The EU and the Eurozone



By Barry Edwards

The EU and the Eurozone


The debate about the European referendum in the UK has finally centred on the question of how the EU and the Eurozone coexist. The core of the problem is that the Eurozone is committed to financial cohesion because of the Euro while those countries that have their own currency do not wish to adopt all the proposals that are being put forward by the European Commission. This is a subject that is discussed by the bureaucracy in Brussels but has not been addressed by the media or the individual governments at all.

This week we have seen various comments by the government stating that this is a point that must be agreed as part of the renegotiations for a reformed EU. In my view, this is the key point since up until now it has been assumed that those non-Euro members will simply adopt the rules and regulations imposed from Brussels because they will become members eventually.

The reason this is not acceptable is that this approach imposes terms and conditions on non-members which conflict with the concept of each of those countries managing their own financial affairs beyond the rules agreed by all EU members concerning government expenditure. Allowing non-members to opt out of those regulations that do not apply to a country managing its own currency is not currently part of any agreement which sets out precisely how this would work.

Consequently, it is not just the UK that has a problem with this; it is all non-members most of whom are small countries without the influence of the UK. David Cameron has been discussing this matter concerning non-members at his meetings with EU leaders but the details have not been published. The ‘5 Presidents Report’ which we discussed on the 10th of September in this weekly comment demonstrates the intentions very clearly with a short mention that an arrangement has to be reached between the Eurozone and non-members.

It is not surprising that the public is confused how the EU will function when you have two conflicting objectives which have not been debated anywhere in the media or by governments. Fundamentally, until the precise terms have been agreed on this specific point, it will be difficult to discuss properly any reform of the EU that can accommodate all members.

The mass of refugees and immigrants is exposing all the weaknesses in the EU agreements and it is not just the UK that is seeking a serious rethink about the future of the union. The refugee problem is dominating the headlines and putting enormous pressure on all the EU leaders and the population in the areas that are most affected. It is obvious that there will be much less concern about the EU referendum in the UK until this matter is resolved. It is possible that the referendum will be postponed if the refugee problem becomes more intense.

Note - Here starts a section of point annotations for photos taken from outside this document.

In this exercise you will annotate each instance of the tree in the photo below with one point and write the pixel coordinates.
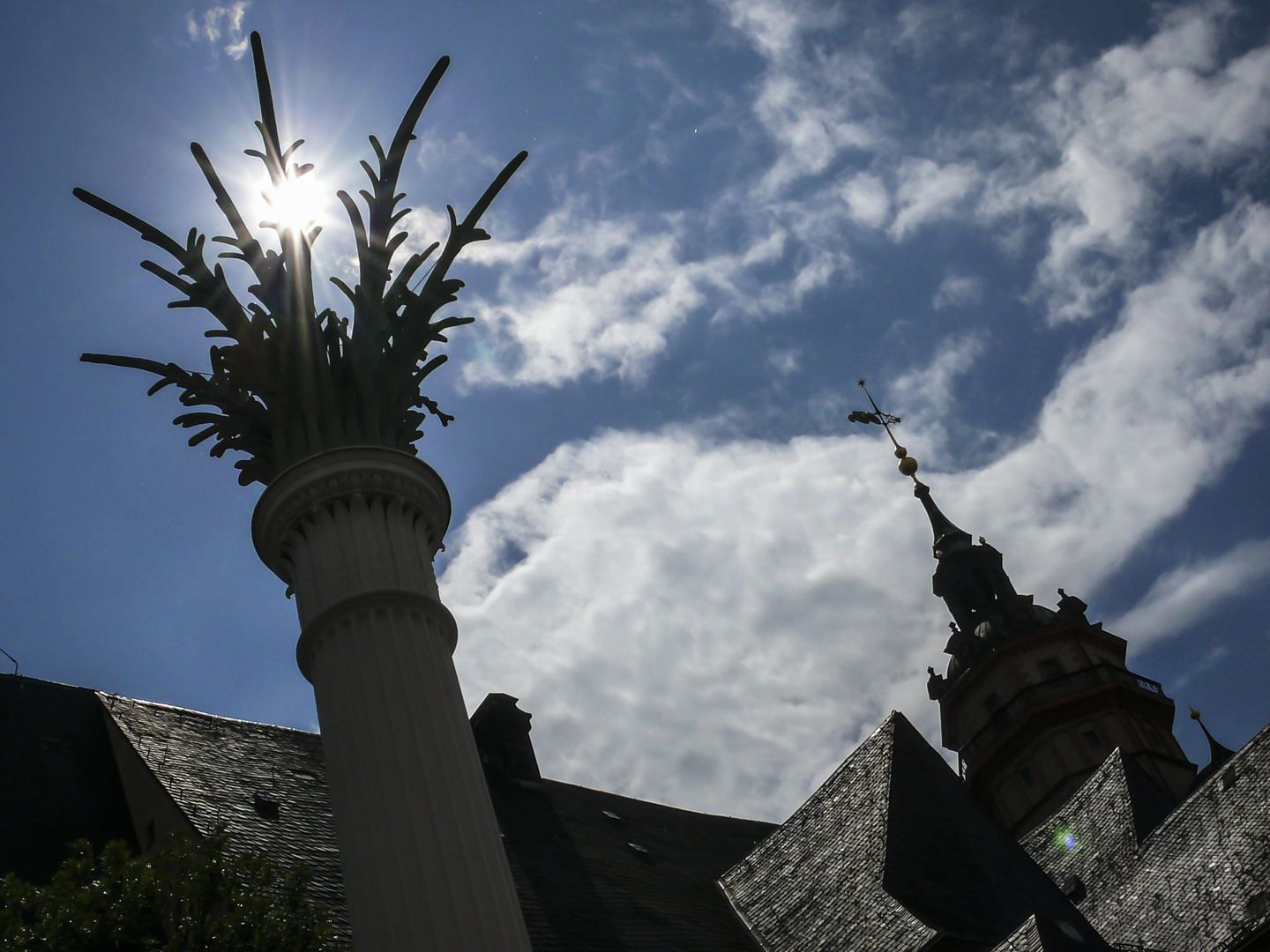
(185, 896)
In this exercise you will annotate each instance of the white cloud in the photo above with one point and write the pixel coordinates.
(219, 23)
(868, 199)
(580, 296)
(1125, 126)
(927, 192)
(1185, 596)
(716, 623)
(1087, 155)
(785, 362)
(958, 291)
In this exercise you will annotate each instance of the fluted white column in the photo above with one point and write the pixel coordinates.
(354, 533)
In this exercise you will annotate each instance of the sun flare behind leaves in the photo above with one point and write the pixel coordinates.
(295, 381)
(295, 205)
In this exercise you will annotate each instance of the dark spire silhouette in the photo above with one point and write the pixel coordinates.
(947, 536)
(1217, 753)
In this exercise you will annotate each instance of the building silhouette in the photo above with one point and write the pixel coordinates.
(1076, 822)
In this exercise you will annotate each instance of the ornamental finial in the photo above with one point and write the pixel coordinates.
(907, 464)
(294, 381)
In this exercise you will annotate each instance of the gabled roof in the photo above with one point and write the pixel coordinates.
(1199, 880)
(1042, 934)
(594, 871)
(58, 781)
(598, 873)
(893, 853)
(265, 784)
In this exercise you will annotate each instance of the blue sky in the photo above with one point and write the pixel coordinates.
(1041, 230)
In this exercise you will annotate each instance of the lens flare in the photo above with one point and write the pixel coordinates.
(296, 204)
(1065, 838)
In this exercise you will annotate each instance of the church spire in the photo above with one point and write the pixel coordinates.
(947, 536)
(1217, 752)
(969, 577)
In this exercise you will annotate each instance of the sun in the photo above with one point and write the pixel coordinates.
(296, 204)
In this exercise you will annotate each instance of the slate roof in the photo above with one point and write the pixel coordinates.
(1041, 934)
(213, 768)
(580, 881)
(601, 873)
(893, 853)
(57, 777)
(1197, 881)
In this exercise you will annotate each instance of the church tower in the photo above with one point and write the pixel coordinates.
(1034, 700)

That does not change the fact that there is a problem about the arrangements between the Eurozone and the non-members. The EU summit in December has been allocated time to discuss the reforms that the UK is seeking and David Cameron has promised to present in November the terms he wishes to be considered to allow time for the EU leaders to respond properly.

The world leaders are beginning to become involved in the EU reform debate and the USA has stated that it wishes the UK to remain in the EU. It has also stated that if the UK leaves the EU it would not be able to negotiate special terms for a trade deal with the USA and has made clear there would be tariffs similar to China, Brazil and India. This is likely to be the situation with other large countries including China substantially weakening the argument for the Eurosceptics.

The whole debate is opening out and the real issues are beginning to be discussed in the media. Until this time the No campaign has had the advantage, the argument for staying in the EU is now starting to gain some credence. The next few months will be an interesting time for the EU debate, providing the refugee crisis does not turn out to be the catalyst for the break-up of the EU.